En muchos países como la India, 6 de cada 10 personas que trabajan la tierra son mujeres. Sin embargo, solo un 13% son propietarias de las tierras.
El apoderamiento de las #MujeresRurales es clave para:
Garantizar la seguridad alimentaria
Contribuir al desarrollo sostenible
Combatir la pobreza extrema
La inestimable contribución de las mujeres rurales al desarrollo
Las mujeres rurales representan más de un tercio de la población mundial y el 43 por ciento de la mano de obra agrícola. Labran la tierra y plantan las semillas que alimentan naciones enteras. Además, garantizan la seguridad alimentaria de sus comunidades y ayudan a preparar a esas comunidades frente al cambio climático.
Sin embargo, como señala ONU Mujeres, las campesinas sufren de manera desproporcionada los múltiples aspectos de la pobreza y pese a ser tan productivas y buenas gestoras como sus homólogos masculinos, no disponen del mismo acceso a la tierra, créditos, materiales agrícolas, mercados o cadenas de productos cultivados de alto valor. Tampoco disfrutan de un acceso equitativo a servicios públicos, como la educación y la asistencia sanitaria, ni a infraestructuras, como el agua y saneamiento.
Las barreras estructurales y las normas sociales discriminatorias continúan limitando el poder de las mujeres rurales en la participación política dentro de sus comunidades y hogares. Su labor es invisible y no remunerada, a pesar de que las tareas aumentan y se endurecen debido a la migración de los hombres.
Mundialmente, con pocas excepciones, todos los indicadores de género y desarrollo muestran que las campesinas se encuentran en peores condiciones que los hombres del campo y que las mujeres urbanas.
La situación descrita está empeorando, además, los efectos del cambio climático sobre los recursos naturales y productivos agravan las desigualdades de género existentes en las zonas rurales.
Infraestructura, servicios y protección social sostenibles
Pese a los avances registrados en algunos frentes, continúan existiendo desigualdades de género en todas las dimensiones del desarrollo sostenible; en muchas áreas, el progreso está siendo demasiado lento como para que se logren los objetivos propuestos de la ODS de aquí a 2030.

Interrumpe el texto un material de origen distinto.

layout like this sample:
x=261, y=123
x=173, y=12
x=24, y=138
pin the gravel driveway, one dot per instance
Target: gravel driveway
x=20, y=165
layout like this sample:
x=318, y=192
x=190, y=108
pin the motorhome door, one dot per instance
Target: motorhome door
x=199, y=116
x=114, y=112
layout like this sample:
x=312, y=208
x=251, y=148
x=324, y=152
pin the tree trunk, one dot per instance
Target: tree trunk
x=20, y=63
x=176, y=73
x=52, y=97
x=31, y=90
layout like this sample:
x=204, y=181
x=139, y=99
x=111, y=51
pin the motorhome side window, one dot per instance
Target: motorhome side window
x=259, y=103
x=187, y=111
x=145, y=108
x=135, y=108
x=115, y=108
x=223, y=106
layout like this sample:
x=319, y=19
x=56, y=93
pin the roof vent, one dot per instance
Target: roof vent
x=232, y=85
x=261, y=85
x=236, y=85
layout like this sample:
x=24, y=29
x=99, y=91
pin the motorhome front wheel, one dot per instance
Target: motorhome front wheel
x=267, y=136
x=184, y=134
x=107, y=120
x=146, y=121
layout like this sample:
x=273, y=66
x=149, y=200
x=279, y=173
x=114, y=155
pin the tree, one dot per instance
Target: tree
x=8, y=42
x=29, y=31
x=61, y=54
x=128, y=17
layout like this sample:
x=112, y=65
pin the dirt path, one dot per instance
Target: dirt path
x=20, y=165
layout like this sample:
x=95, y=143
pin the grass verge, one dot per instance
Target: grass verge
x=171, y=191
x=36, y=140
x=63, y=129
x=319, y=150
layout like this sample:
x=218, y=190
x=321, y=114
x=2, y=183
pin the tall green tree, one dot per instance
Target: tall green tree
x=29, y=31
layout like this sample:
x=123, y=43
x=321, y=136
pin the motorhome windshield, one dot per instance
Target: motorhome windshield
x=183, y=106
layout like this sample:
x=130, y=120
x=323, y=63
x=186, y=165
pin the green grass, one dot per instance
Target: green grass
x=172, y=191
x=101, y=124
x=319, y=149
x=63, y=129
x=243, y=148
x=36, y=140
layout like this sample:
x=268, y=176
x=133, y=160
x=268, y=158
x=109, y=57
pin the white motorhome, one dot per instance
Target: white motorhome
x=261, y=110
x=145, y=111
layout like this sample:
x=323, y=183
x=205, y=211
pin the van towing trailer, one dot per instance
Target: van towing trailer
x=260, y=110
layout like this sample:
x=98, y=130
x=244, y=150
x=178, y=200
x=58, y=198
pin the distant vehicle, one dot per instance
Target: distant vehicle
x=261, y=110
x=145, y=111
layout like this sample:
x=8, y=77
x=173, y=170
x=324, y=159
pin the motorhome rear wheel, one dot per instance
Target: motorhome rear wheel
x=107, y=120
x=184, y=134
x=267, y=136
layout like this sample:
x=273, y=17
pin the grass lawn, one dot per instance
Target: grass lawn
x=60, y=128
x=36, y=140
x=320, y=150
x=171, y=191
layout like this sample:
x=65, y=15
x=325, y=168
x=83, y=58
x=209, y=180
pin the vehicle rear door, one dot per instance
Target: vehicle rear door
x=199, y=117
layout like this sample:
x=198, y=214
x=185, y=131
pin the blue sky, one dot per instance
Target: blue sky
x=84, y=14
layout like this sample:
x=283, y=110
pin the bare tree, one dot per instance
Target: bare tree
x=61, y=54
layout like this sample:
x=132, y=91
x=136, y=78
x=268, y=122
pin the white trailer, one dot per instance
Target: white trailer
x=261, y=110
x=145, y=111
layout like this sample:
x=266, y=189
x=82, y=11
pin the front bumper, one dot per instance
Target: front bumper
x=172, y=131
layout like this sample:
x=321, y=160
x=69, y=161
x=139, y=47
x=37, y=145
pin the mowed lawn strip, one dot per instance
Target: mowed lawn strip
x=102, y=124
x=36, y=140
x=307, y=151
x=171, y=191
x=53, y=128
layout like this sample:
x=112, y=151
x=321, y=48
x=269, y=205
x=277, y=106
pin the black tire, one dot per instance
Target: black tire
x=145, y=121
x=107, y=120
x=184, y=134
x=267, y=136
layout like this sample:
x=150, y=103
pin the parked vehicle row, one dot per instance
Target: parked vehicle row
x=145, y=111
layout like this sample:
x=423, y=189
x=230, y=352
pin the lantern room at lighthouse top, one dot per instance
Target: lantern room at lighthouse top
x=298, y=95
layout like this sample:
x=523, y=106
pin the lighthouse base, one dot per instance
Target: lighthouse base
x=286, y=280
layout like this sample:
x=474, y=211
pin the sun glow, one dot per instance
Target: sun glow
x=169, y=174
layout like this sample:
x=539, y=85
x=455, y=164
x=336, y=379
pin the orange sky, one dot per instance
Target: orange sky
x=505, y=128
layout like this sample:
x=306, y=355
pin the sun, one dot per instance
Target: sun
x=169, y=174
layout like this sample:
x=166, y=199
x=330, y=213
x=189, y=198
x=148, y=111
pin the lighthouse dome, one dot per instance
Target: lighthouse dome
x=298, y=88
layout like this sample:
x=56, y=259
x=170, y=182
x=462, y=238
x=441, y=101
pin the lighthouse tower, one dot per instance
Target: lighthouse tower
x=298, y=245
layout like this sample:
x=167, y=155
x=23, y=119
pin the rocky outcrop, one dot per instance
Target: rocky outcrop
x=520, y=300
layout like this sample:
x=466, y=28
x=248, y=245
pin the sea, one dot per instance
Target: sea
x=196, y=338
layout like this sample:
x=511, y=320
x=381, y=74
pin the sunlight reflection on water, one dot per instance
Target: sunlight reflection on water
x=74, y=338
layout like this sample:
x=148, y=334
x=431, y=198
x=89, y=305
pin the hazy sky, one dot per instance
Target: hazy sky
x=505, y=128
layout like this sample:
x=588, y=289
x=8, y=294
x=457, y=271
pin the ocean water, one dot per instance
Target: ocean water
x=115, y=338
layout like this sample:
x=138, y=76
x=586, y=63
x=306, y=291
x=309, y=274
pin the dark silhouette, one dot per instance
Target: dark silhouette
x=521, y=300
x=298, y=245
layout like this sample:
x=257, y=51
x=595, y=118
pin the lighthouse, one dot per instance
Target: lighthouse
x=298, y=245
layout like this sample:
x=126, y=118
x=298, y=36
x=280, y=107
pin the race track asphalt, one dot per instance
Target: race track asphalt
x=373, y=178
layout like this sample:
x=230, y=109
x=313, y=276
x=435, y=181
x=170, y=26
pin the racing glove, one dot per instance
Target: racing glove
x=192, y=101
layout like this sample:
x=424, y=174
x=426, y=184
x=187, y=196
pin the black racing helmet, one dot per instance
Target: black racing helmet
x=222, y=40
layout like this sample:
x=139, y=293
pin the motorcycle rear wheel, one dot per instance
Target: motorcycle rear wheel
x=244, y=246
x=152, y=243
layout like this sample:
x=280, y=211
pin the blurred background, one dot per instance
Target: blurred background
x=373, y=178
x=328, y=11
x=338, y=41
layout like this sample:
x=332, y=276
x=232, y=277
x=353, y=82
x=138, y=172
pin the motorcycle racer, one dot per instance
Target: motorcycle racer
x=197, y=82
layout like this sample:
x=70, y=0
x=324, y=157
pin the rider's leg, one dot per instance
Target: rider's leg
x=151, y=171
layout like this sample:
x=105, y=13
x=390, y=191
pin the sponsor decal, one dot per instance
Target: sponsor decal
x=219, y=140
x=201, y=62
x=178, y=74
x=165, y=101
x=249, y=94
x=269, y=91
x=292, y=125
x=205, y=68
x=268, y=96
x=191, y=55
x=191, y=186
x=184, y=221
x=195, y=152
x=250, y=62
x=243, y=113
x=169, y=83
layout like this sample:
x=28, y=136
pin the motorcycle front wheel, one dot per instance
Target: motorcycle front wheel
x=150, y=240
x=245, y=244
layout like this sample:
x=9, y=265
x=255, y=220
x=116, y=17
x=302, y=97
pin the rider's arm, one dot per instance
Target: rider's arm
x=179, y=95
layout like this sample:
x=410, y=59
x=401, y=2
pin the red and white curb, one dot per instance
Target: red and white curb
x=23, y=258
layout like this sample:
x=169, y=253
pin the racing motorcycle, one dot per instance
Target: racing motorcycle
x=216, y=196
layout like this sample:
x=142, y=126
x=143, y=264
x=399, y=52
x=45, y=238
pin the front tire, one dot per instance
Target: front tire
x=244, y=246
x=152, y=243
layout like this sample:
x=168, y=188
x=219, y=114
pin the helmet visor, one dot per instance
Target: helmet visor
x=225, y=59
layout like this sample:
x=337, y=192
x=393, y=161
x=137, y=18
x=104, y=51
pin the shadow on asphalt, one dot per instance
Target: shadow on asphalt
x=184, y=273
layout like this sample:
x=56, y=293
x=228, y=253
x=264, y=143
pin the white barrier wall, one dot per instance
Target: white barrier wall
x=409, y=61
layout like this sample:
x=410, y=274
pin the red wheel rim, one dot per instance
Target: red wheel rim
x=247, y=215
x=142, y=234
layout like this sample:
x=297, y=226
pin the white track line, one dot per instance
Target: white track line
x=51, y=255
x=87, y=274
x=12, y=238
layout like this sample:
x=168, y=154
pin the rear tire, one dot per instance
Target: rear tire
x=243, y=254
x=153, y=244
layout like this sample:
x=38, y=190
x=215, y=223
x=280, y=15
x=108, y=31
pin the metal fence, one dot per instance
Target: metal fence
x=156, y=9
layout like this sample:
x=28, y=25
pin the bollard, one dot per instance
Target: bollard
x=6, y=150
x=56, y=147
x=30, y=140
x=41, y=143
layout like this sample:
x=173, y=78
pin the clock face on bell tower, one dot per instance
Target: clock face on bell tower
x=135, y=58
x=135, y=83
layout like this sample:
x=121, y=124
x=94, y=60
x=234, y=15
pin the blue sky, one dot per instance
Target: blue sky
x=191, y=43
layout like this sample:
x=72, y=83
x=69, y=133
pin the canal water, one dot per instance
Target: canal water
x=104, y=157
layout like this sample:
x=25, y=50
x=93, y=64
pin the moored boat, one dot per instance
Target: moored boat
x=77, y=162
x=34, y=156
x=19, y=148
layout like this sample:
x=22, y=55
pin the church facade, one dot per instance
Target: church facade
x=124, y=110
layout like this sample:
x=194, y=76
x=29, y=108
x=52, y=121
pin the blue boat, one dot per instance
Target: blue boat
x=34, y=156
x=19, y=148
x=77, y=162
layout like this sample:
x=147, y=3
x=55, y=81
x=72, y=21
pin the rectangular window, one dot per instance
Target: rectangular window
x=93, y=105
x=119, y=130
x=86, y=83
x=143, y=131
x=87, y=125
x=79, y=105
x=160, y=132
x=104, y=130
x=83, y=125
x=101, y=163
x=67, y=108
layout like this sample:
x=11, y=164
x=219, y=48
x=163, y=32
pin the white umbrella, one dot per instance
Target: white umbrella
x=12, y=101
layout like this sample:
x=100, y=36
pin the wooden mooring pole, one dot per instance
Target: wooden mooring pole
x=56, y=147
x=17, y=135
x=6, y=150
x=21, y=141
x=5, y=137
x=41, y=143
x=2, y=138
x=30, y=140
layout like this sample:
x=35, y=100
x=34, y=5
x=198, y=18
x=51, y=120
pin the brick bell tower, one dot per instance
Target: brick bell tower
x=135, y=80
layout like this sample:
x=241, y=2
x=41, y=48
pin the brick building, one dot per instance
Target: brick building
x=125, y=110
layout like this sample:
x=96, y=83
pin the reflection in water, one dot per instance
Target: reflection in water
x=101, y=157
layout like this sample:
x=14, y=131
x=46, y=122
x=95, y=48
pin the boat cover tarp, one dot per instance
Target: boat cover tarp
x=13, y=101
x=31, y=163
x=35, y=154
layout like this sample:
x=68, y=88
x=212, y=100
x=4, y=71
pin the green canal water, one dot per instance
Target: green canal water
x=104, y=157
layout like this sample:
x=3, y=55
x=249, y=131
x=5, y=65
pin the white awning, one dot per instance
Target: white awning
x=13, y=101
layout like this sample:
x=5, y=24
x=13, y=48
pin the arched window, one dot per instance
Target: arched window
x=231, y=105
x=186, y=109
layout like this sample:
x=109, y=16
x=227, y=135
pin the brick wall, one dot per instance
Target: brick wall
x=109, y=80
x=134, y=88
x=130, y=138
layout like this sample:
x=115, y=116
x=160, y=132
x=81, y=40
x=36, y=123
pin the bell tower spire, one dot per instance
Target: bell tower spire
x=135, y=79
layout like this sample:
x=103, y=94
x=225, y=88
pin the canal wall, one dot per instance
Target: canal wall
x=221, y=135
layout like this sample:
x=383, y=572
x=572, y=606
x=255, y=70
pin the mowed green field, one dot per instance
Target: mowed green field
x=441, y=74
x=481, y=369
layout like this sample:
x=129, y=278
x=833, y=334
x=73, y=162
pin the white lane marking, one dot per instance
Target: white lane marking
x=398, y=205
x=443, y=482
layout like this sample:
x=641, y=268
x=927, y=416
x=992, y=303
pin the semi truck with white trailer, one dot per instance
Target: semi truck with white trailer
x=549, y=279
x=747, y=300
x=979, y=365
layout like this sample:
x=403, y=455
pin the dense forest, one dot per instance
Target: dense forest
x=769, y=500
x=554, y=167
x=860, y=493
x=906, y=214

No obstante, el cumplimiento de los compromisos de la Agenda 2030 en materia de igualdad de género depende de la asignación de un volumen suficiente de recursos y de una acción concertada de los gobiernos y todas las partes interesadas. Los servicios esenciales de los que dependen millones de mujeres y niñas rurales —sanidad, educación, cuidado infantil, alojamiento— adolecen de una infra-financiación crónica o simplemente no están disponibles. Allí donde existen, suelen ser las primeras afectadas por las medidas de austeridad, que están volviendo a intensificarse. Se prevé que 124 países apliquen recortes presupuestarios tan sólo en 2018, lo que erosionará las medidas de protección social y los servicios sociales de los que dependen tantas mujeres y niñas rurales. Pero esto es algo que se puede evitar. En prácticamente todos los países existe margen para incrementar o reasignar recursos con el fin de fortalecer los servicios públicos esenciales para las mujeres y las niñas. Es cuestión de voluntad política y de utilizar todas las herramientas normativas disponibles. El coste de la inacción es, sencillamente, demasiado elevado.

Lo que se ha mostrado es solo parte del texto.